Yo era el siguiente, y sentía tanta desesperación y tanta vergüenza que temí faltáranme las piernas. La plaza, los balcones llenos de gente, las colgaduras, los alguaciles y familiares del Santo Oficio que me rodeaban, producíanme un vértigo infinito. Hubiera querido morir allí, en el acto, sin más trámite ni esperanza. Pero a esas alturas ya sabía que no iba a morir, que mi pena sería de larga prisión, y que tal vez fuese a galeras cuando cumpliese los años necesarios. Y todo se me antojaba peor que la muerte; hasta el punto que llegué a envidiar la arrogancia con que el clérigo recalcitrante iba al quemadero sin pedir clemencia ni retractarse. En ese momento me pareció más fácil morir que seguir vivo.

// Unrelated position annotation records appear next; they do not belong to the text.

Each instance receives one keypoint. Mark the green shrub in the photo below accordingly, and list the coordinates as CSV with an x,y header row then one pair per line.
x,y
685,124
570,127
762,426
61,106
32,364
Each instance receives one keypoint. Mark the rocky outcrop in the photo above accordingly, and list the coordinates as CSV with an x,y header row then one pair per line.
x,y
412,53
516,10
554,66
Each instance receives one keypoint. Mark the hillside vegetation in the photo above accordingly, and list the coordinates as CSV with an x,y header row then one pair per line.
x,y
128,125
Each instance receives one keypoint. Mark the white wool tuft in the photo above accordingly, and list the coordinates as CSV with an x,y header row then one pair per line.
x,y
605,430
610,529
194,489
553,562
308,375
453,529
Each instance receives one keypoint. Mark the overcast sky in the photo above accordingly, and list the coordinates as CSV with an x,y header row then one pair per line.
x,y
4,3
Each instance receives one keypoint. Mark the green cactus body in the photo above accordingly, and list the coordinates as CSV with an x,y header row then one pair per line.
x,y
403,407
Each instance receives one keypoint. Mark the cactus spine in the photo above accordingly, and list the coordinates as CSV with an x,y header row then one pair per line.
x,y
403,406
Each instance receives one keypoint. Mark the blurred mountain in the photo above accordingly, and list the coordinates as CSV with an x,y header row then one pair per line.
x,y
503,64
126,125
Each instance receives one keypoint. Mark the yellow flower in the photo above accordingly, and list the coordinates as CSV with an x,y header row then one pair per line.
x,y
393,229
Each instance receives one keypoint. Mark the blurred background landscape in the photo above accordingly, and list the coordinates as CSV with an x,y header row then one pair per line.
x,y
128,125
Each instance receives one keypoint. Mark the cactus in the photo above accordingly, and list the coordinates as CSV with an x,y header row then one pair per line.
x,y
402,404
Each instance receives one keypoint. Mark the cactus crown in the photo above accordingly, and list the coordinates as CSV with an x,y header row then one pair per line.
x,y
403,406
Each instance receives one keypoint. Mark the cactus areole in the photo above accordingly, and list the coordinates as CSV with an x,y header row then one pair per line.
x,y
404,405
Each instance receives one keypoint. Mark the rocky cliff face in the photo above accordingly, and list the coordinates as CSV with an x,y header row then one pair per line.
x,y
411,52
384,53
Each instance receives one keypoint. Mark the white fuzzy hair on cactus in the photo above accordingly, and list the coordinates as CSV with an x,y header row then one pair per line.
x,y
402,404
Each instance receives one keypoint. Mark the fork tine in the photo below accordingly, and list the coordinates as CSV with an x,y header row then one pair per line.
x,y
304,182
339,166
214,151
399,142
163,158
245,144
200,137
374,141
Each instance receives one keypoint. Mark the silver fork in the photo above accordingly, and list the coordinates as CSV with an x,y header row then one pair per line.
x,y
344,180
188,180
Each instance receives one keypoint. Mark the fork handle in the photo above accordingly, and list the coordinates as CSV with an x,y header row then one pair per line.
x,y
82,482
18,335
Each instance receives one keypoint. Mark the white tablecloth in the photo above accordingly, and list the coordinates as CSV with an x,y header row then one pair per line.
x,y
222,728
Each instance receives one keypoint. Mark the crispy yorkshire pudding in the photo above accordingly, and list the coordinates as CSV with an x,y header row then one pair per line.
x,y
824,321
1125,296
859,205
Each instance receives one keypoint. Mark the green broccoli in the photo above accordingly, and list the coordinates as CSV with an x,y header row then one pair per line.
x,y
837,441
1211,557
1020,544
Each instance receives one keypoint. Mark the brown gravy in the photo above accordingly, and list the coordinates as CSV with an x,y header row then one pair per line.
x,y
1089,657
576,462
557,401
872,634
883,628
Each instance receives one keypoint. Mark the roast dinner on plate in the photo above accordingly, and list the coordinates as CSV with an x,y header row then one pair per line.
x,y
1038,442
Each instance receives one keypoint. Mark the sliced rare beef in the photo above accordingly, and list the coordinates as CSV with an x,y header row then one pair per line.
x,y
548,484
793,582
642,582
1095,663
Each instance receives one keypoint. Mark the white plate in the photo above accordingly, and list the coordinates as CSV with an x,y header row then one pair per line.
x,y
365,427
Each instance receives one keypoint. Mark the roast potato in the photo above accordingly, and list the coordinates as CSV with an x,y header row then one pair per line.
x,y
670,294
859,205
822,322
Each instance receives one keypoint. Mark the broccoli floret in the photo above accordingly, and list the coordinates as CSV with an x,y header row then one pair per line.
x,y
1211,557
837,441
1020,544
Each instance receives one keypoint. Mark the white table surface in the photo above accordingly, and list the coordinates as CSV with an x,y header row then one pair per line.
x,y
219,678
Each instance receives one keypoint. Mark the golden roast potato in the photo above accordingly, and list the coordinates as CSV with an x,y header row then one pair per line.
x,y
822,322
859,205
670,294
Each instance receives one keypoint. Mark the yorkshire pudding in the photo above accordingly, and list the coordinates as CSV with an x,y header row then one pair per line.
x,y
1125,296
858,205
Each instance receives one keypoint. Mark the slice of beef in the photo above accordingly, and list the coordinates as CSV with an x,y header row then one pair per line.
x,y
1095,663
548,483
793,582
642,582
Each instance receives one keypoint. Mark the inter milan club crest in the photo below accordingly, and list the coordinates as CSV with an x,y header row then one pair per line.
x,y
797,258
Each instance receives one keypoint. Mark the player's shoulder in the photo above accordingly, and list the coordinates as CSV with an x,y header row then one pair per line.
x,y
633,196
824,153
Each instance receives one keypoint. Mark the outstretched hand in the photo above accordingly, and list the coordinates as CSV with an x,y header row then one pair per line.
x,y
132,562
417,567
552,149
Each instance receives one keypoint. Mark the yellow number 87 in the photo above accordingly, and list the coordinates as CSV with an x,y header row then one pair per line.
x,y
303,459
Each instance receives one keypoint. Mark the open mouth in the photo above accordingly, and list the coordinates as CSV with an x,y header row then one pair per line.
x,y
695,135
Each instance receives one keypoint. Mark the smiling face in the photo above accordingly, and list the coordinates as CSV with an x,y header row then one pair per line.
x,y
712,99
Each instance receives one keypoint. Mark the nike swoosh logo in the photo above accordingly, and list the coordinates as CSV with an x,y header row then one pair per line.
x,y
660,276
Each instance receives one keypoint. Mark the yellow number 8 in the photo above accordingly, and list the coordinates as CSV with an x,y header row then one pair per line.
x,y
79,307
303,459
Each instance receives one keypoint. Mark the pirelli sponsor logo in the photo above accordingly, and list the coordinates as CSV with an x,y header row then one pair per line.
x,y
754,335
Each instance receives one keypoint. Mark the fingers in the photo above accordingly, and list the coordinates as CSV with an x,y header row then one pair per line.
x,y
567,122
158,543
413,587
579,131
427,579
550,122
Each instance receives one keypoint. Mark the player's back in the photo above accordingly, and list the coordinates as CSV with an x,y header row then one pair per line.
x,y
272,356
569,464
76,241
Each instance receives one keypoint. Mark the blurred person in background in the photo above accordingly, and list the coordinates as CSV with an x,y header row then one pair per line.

Ya terminaban con el barbero, y vi que uno de los engolados inquisidores consultaba sus papeles y luego me miraba. Aquel era negocio hecho; y eché una última ojeada al palco de honor, donde el Rey nuestro señor se inclinaba un poco para comentar algo al oído de la reina, que pareció sonreír. Sin duda hablaban de caza, o se galanteaban, o vete a saber maldito qué, mientras abajo los frailes se despachaban a gusto. Bajo los soportales, la gente aplaudía la sentencia del barbero y se tomaba sus lágrimas a chirigota, relamiéndose con la perspectiva del siguiente reo. El inquisidor consultó de nuevo sus papeles, miróme otra vez y volvió a revisarlos una vez más. El sol caía a plomo sobre el tablado y me hacía arder los hombros bajo la estameña del sambenito. El inquisidor recogió por fin sus papeles y echó a andar lentamente hacia el atril, fatuo y satisfecho, disfrutando de la expectación que creaba. Miré a fray Emilio Bocanegra, inmóvil en las gradas con su siniestro hábito negro y blanco, saboreando la victoria. Miré a Luis de Alquézar en su palco, taimado, cruel, con aquella cruz de Calatrava que en su pecho quedaba deshonrada. Al menos, me dije —y era, vive Dios, mi único consuelo— no habéis podido sentar aquí al capitán Alatriste.